France seeks UN Security Council resolution for Gaza truce monitoring
By Michelle Nichols
UNITED NATIONS (Reuters) - France on Monday proposed a draft United Nations Security Council resolution that seeks options for possible U.N. monitoring of a ceasefire in the Gaza Strip and proposals to help the Palestinian Authority assume responsibilities.
"It's an ambitious project. It will take time," French U.N. Ambassador Nicolas de Riviere said of the text, which will need at least 9 votes in favor and no vetoes by the four other permanent members: the United States, Britain, Russia and China.
The draft resolution, seen by Reuters, also calls for an immediate ceasefire between Israel and Palestinians militants Hamas in Gaza and demands the immediate and unconditional release of all hostages still held in Gaza by Hamas and others.
Israel's ally the United States abstained from a vote last month to allow the 15-member council to demand an immediate ceasefire for the Muslim fasting month of Ramadan, which ends next week, and the immediate and unconditional release of all hostages. It has not been implemented by the warring parties.

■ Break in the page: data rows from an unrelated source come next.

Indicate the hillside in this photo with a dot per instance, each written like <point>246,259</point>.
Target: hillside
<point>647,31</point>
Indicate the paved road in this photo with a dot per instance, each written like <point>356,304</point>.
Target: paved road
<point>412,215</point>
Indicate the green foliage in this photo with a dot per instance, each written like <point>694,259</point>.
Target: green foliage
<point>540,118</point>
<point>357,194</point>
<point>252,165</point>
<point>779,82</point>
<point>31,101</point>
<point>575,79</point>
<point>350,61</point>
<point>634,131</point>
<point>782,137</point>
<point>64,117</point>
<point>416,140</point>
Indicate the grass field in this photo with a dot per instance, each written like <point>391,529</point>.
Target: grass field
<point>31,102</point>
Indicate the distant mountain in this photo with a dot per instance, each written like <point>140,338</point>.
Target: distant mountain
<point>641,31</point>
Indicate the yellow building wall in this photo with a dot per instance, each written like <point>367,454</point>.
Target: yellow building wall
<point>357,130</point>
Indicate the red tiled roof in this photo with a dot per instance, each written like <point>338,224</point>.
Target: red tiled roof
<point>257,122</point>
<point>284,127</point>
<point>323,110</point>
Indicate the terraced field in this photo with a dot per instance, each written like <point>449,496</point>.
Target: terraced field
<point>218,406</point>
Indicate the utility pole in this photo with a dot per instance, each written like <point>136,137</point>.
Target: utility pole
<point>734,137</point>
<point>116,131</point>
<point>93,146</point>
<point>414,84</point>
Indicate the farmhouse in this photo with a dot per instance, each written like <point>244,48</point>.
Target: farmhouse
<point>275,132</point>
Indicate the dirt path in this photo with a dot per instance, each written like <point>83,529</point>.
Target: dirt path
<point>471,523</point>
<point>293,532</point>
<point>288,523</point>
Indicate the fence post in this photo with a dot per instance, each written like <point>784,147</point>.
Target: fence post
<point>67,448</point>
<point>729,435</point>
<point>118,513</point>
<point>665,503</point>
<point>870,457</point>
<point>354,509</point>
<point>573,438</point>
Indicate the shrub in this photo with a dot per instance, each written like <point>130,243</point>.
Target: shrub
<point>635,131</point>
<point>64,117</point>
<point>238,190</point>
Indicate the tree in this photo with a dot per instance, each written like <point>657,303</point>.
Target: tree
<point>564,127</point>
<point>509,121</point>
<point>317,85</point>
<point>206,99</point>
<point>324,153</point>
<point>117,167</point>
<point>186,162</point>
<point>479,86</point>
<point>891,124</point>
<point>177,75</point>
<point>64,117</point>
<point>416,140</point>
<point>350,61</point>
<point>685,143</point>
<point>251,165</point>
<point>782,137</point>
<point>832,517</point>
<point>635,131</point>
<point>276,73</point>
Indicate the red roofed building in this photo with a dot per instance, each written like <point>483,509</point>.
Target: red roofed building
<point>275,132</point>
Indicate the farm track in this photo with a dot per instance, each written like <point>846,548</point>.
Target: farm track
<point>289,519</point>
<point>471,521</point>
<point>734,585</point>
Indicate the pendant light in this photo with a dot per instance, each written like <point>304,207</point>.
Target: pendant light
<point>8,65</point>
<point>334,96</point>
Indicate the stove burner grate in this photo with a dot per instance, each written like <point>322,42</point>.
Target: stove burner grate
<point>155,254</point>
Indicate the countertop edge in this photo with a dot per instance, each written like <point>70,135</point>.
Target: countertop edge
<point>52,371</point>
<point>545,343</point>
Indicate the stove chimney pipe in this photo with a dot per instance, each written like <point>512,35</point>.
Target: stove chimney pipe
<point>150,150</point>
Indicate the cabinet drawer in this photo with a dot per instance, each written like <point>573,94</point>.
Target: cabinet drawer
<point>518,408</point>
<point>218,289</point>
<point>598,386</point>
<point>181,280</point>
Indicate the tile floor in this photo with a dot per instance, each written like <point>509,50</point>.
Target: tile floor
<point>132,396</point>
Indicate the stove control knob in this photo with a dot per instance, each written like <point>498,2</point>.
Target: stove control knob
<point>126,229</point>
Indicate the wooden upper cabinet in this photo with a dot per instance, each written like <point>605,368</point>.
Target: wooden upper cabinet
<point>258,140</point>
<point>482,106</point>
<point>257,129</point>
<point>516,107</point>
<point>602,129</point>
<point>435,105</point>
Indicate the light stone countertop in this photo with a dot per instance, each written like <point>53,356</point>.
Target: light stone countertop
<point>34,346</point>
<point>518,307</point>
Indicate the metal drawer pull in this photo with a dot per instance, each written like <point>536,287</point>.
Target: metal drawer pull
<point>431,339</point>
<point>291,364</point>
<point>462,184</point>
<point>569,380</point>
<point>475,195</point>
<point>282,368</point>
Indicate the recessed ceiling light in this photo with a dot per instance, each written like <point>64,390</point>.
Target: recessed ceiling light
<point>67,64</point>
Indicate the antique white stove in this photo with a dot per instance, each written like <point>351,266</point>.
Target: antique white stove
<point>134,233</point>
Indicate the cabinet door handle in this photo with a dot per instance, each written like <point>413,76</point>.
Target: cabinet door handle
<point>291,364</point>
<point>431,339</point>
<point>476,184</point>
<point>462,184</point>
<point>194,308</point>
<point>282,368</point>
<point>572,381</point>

A truce, including the release of some hostages, last took place in November.
The war began after Hamas fighters attacked Israel on Oct. 7, killing 1,200 people and seizing 253 hostages, according to Israeli tallies.
Israel retaliated by imposing a total siege on Gaza, then launching an air and ground assault that has killed more than 32,000 Palestinians, health authorities in Gaza say.
The draft U.N. text condemns the Oct. 7 attacks by Hamas. Hamas in 2007 ousted the Palestinian Authority from power in the Gaza Strip.
Alongside a push to end the war, global pressure has grown for a resumption of efforts to broker a two-state solution - with an independent Palestinian state alongside Israel.
The draft Security Council resolution "decides that a negotiated solution should be achieved urgently through decisive and irreversible measures taken by parties towards a two-State solution where two democratic States, Israel and Palestine, live side by side in peace."
It also calls for the "massive delivery of humanitarian aid" to civilians in Gaza.
A global authority on food security has warned that famine is imminent in parts of Gaza, where more than three-quarters of the 2.3 million people have been forced from their homes and swathes of the territory are in ruins.